Qui est Iyad Ag Ghali, le djihadiste le plus recherché du Mali ?
Le Mali est actuellement en proie à deux mouvements insurrectionnels : la rébellion touareg et l’insurrection djihadiste. Ces groupes ont fait front commun pour tenter de renverser le gouvernement. Suite à une offensive conjointe des 25 et 26 avril, qui a entraîné la mort de Sadio Camara, numéro deux de la junte et ministre de la Défense, les djihadistes ont instauré un blocus autour de Bamako, la capitale, limitant l’entrée de marchandises et de personnes par les routes principales. Par ailleurs, Kidal, une ville du Nord souvent contestée, a été capturée par les rebelles.
L’architecte de cette alliance est Iyad Ag Ghali, le dirigeant du Groupe de soutien à l’islam et aux musulmans (JNIM, selon son acronyme en arabe). Cet homme a étendu la menace djihadiste à l’ensemble du Sahel central, et son parcours est digne d’un roman.
Musique, djihadisme et politique
Iyad Ag Ghali a une histoire riche et complexe.

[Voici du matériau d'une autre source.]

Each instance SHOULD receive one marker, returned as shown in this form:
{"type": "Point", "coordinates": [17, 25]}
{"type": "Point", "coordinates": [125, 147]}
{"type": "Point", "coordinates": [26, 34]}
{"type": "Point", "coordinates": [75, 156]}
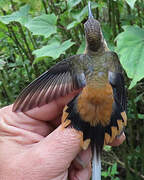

Ancien combattant au Liban et au Tchad sous les ordres de Mouammar Kadhafi, il a été à la fois rebelle touareg, parolier et percussionniste du groupe de musique touareg Tinariwen, conseiller du président du Mali, négociateur dans la libération d’otages, et diplomate. Sa radicalisation, influencée par un groupe de prédicateurs pakistanais, l’a conduit à devenir un leader djihadiste.
Moitié négociateur, moitié terroriste, Iyad Ag Ghali se distingue des autres figures du djihadisme. À la tête d’une organisation puissante, il continue d’influencer la dynamique complexe de la lutte pour le pouvoir au Mali et au-delà.